Physical activity improves V̇O2max and consequently health. However, different forms of physical activity promote different physiological changes and different levels of health-related benefits (Pimentel et al. 2003). The type, level, volume, and frequency of physical activity are important considerations. According to the recommendations of the US Department of Health and Human Services (2008), adults should perform 500–1000 MET min/week of moderate-to-intense activity. This volume of activity, which corresponds to 150–300 min of fast walk or 75–150 min of jogging, provides major health benefits. The present study confirm the benefit of physical activity on V̇O2max as physically active persons had nearly twice as high a probability of achieving a higher level of V̇O2max compared to persons with low physical activity. However, in multivariate analysis, physical activity appeared an insignificant predictor of V̇O2max, due likely to its correlation with age and education. Nonetheless, it should be noted that even a low level of physical activity is better than no activity at all, and it may result in health benefits if it is appropriately distributed over time (Powell et al. 2011). Hagströmer et al. (2015) have emphasized that all forms of physical activity, including everyday activities, influence health. They have also demonstrated that the risk of mortality among persons who spend 10 h a day in a sedative lifestyle is over 2.5 times greater than among those who limit their sedative lifestyle to 6.5 h a day. Everyday physical activity for more than half an hour may decrease the risk of death by as much as 50%. Post-training changes in V̇O2max are nonlinear and depend on the exercise intensity and duration and on the frequency and length of a training program.

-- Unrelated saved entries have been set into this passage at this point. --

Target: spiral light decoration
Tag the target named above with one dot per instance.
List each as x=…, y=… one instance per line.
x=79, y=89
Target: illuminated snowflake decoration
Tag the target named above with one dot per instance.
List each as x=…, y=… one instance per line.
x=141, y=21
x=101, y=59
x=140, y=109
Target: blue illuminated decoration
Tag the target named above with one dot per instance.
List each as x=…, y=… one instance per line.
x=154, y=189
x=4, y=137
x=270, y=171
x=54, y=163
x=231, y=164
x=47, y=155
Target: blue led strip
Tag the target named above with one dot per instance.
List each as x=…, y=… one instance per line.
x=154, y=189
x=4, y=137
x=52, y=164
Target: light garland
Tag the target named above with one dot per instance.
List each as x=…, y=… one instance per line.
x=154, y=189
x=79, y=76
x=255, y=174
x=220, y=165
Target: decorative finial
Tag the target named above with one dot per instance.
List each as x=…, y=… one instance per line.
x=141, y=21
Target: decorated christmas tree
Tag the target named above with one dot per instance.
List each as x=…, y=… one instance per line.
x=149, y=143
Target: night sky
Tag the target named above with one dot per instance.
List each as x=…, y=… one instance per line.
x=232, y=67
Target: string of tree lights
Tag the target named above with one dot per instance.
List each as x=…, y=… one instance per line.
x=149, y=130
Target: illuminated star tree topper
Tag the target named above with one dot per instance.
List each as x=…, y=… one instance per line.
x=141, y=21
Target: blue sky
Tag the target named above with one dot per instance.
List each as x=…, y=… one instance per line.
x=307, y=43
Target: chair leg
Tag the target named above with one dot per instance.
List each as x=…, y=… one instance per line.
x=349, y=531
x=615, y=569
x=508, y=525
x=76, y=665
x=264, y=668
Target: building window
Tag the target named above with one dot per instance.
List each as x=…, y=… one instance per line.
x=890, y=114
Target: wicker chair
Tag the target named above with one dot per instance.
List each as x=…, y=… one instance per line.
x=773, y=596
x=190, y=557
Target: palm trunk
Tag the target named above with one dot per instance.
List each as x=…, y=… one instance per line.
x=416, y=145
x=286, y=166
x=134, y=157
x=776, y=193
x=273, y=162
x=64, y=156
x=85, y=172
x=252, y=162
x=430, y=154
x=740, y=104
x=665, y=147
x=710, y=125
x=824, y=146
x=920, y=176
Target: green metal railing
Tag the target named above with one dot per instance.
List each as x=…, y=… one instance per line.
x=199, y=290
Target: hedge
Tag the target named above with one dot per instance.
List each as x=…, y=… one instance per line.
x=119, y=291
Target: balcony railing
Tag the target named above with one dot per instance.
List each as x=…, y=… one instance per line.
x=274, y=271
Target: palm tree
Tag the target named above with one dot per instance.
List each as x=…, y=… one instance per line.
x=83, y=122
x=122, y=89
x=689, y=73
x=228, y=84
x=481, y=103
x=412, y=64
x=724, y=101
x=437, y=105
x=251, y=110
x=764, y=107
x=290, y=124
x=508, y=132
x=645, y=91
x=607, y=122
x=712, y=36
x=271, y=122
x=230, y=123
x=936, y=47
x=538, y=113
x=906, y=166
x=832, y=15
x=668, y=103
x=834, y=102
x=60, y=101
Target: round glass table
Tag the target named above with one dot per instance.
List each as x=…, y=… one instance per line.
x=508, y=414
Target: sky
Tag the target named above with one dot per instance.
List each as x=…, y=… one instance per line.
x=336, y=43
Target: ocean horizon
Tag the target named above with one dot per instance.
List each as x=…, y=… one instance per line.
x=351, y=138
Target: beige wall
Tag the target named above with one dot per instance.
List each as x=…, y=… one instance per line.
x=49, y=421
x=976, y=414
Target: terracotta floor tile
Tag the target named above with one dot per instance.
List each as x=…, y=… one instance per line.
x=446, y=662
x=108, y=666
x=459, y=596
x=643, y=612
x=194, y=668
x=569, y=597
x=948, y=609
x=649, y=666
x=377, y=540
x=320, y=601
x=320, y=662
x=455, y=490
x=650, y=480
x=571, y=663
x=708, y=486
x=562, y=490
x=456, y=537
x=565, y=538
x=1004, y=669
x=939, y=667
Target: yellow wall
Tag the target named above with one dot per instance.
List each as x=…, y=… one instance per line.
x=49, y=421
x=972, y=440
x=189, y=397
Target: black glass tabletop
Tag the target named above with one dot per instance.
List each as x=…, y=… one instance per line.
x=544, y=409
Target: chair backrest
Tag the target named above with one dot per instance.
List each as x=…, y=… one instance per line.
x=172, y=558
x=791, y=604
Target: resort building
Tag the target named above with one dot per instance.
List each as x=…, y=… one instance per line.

Huang et al. (2016) have determined the duration and parameters of the optimal aerobic training for healthy older persons who lead a sedentary lifestyle. Such persons should participate in a 30–40-week health improvement training program, carried out in 3–4 training sessions a week. Each session should last 40–50 min and have an intensity amounting to 66–73% of the heart rate reserve. The CRF decreases linearly, and its decline increases after the age of 45 years in both men and women. Maintaining a correct body mass, level of physical activity, and not smoking all distinctly contribute to a higher CRF (Jackson et al. 2009).

A decrease in cardiorespiratory function is due primarily to a sedentary lifestyle, which in turn contributes to increased BMI. Undertaking a physical activity is therefore important for health and quality of life in every stage of ontogenesis, and it appears to be indispensable in older age. The present study, conducted in a large cohort of working men, confirms these issues. A limitation of this study is the use of an indirect method of assessing V̇O2max based on the subject’s submaximal heart rate. That caused an arbitrary enforcement of the age-specific decline in CRF, which could introduce inaccuracies. In addition, a cross-sectional study design revealed just the cohort effects, whereas, as suggested by Nussey et al. (2008), changes in V̇O2max could be better explained in longitudinal research due to the issues related to inter-individual heterogenicity and individual aspects of aging.

In conclusion, age and body mass index have the largest effect on cardiorespiratory function, estimated from the level of V̇O2max, in working men aged 20–59, which was confirmed in multivariate analysis using the backward stepwise method. We submit that it would be socially desirable to implement an intervention program involving recreational physical activity dedicated to middle-aged men with overweight or obesity, as that could reduce the risk of illness and improve quality of life and occupational effectiveness.